Three military families got together to watch President Bush’s speech to the troops at Fort Carson on Monday afternoon. They all wanted to hear that more programs were on the way for the spouses and families left behind while the soldiers are on the battlefield.
"I don't even want to see the President, to be honest. He didn't say nothing positive to none of us spouses." Yolanda Smith says she was invited to be among the honored few to have lunch with President Bush, but Her husband, SFC Terry Smith is in Iraq. She's most frustrated with not having a timeline---not knowing when or if he'll be back. "Every day I wake up and I wonder if I'm going to get that knock at my door. And now, especially with the holidays and stuff, he really ain't saying nothing to help us." She said.
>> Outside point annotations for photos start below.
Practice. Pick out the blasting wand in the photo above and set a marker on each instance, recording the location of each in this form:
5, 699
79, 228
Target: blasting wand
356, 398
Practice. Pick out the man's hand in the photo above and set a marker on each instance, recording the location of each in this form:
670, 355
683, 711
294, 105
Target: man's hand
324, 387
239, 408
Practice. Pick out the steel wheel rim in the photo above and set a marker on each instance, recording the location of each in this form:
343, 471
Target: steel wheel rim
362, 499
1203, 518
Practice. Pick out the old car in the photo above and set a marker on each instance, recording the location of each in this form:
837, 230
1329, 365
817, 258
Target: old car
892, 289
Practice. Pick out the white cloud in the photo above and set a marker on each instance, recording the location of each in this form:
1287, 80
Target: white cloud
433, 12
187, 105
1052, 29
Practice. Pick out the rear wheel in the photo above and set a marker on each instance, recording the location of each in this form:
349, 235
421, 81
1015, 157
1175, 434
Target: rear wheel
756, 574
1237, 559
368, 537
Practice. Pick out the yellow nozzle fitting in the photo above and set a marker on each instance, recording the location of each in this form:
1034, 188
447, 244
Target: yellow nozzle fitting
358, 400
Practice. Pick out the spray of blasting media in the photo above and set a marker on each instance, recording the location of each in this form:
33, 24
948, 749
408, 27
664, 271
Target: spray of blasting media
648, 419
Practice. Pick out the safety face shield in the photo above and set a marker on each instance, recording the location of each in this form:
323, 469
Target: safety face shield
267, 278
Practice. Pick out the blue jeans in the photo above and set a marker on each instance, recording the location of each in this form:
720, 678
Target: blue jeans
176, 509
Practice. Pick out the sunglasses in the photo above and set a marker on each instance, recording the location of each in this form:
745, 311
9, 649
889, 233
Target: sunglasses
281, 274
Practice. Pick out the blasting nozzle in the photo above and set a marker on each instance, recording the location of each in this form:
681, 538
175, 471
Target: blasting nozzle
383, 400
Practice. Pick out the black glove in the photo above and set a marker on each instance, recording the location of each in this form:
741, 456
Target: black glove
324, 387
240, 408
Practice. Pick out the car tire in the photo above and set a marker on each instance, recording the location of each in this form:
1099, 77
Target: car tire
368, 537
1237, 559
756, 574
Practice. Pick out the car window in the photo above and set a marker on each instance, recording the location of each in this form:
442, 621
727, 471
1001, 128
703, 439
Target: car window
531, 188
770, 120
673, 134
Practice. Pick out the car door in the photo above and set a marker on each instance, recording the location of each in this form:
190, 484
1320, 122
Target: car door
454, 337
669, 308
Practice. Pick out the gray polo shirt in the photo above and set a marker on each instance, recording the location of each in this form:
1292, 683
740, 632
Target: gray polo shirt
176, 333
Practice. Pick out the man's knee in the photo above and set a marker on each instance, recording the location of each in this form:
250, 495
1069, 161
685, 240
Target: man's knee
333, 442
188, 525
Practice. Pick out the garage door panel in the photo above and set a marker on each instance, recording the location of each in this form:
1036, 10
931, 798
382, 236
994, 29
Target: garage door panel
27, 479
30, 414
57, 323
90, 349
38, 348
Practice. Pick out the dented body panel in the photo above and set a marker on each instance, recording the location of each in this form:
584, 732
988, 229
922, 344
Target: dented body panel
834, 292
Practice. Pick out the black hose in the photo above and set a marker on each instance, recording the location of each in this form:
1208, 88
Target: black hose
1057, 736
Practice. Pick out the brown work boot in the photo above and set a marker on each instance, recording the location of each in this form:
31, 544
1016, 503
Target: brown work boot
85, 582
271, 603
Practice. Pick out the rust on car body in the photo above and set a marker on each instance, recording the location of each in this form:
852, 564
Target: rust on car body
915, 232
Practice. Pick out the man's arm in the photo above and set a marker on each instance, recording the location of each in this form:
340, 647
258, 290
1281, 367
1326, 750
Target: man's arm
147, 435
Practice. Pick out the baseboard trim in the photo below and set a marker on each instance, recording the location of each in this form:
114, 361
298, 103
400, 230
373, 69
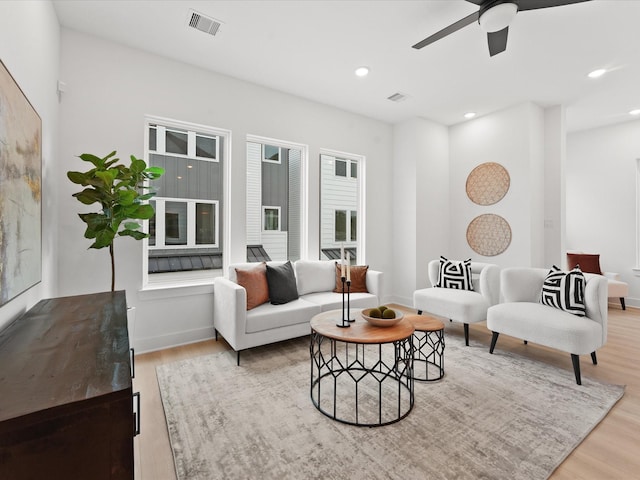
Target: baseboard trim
152, 344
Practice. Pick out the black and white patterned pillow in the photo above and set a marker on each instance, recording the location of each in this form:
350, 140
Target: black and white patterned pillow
455, 274
564, 290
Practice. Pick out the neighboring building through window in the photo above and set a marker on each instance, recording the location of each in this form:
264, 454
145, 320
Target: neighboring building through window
341, 204
186, 231
274, 198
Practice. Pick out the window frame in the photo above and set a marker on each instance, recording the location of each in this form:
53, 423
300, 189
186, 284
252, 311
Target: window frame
161, 281
278, 209
160, 209
361, 211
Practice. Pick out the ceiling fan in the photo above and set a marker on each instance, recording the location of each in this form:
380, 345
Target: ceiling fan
494, 17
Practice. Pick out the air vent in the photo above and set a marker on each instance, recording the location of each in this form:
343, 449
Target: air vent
203, 23
397, 97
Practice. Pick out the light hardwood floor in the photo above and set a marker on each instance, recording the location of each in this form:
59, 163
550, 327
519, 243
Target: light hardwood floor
611, 451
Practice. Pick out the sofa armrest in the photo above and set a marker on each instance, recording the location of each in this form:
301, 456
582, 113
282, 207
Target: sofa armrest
374, 283
229, 310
SGT Marcus Moore heads back on Tuesday. He leaves behind his wife and seven children while he returns to his post in Baghdad. He was encouraged by the President's speech, saying the families here at home need a boost. SGT Moore also says military families are on a battlefield too, and every soldier in the combat theatre knows it. But he wishes more Americans knew about the untold, positive stories in Iraq. "We get the tragedy, one line incidents. But there are a lot of great things that a lot of different soldiers are doing out there."
SGT Moore thinks a year is a long time for the men and women in uniform to spend away from their families. And so does Marcus Thomas. He just got out of the 3rd Armored Cavalry Regiment. "I saw a lot of people dealing with stress. Their families back home--people who've been in convoys and ambushed--there was a lot of stress over there, people are very upset," he said.
Thomas believes little things would help, like cheaper phone cards for the troops. He says communication with family is so important, yet it's so expensive for them to dial up their loved ones.